This Blinding Absence of Light is a masterpiece among novels, told with searing simplicity and the sparest of language (due credit to the translator, Linda Coverdale).

It tells one man’s story of twenty years in appalling conditions of deprivation, brutality, inhumanity, silence – “the silence of absence, the blinding absence of life”.

Based on facts, it takes this true story and transforms it into a powerful novel.
The story about the hellholes and the survivors – the living cadavers – is a moving description of both unlimited evil and the power of human spirit to survive.

Once you open Tahar Ben Jelloun’s book about this underground prison in the deserts of Morocco you will not emerge before you have explored it, with him, in the pure and lucid language that he employs and that acts like a steadfast candle in the darkness.

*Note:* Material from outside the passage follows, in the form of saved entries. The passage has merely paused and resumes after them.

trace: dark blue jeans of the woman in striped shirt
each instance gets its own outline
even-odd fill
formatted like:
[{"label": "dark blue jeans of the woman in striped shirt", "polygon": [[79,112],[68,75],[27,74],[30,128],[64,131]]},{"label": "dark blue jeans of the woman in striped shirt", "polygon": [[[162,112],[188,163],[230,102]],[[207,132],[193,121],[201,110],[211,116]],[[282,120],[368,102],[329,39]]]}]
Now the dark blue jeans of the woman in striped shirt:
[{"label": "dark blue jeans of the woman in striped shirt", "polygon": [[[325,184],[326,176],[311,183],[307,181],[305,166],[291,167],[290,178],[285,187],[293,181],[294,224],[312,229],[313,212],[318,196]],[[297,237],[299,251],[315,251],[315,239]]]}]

We admire the novel’s beauty and clarity of language, its formal restraint which gives it subtle power, its commitment to its terrible subject, its passionate evocation of the human soul and the will to survive.

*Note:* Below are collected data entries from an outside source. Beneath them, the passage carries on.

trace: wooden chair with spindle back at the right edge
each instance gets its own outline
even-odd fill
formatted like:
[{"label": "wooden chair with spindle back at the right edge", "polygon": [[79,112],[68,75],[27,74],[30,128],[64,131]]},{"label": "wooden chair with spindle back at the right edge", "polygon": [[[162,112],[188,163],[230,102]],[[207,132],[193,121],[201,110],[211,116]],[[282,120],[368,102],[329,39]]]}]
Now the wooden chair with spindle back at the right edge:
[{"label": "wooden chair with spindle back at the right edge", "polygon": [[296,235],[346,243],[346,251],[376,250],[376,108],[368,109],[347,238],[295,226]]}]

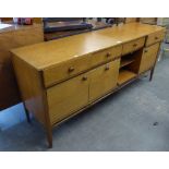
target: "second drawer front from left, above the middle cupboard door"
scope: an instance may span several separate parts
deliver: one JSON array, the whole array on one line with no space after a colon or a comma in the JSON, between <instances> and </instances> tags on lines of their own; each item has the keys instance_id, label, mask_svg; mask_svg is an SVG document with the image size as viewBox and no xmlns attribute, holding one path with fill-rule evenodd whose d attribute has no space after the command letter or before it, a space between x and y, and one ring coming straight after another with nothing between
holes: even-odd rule
<instances>
[{"instance_id":1,"label":"second drawer front from left, above the middle cupboard door","mask_svg":"<svg viewBox=\"0 0 169 169\"><path fill-rule=\"evenodd\" d=\"M92 55L92 67L112 60L120 57L122 52L122 45L111 47L101 51L94 52Z\"/></svg>"}]
</instances>

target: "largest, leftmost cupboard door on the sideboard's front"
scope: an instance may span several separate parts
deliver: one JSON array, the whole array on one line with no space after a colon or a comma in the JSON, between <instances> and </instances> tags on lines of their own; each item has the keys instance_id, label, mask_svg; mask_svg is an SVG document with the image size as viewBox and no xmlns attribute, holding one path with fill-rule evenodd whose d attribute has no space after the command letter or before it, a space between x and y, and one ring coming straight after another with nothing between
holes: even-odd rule
<instances>
[{"instance_id":1,"label":"largest, leftmost cupboard door on the sideboard's front","mask_svg":"<svg viewBox=\"0 0 169 169\"><path fill-rule=\"evenodd\" d=\"M82 74L47 89L49 117L55 124L88 102L88 74Z\"/></svg>"}]
</instances>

Tahar Ben Jelloun’s novel is graphic and philosophical, intensely interior and fully political, a literary and metaphysical journey into an Islamic-based humanism that alone secures the tortured individual’s sanity and existence against an otherwise overwhelmingly meaningless suffering endured in the condition of a ‘blinding absence of light’.

This novel is important for many reasons. It is that marvellous modern invention – the trans-national and cross-cultural novel – composed by a writer with a keen instinct for the stories that absolutely must be told.

It is a story read against a continuing background of deprivation and inhumanity in today’s headlines.

All of us on the jury recognise that this is a book of another order, covering the widest range of human potential for good, evil and redemption. It reiterates, as only once in a while a book does, the true purpose of literature.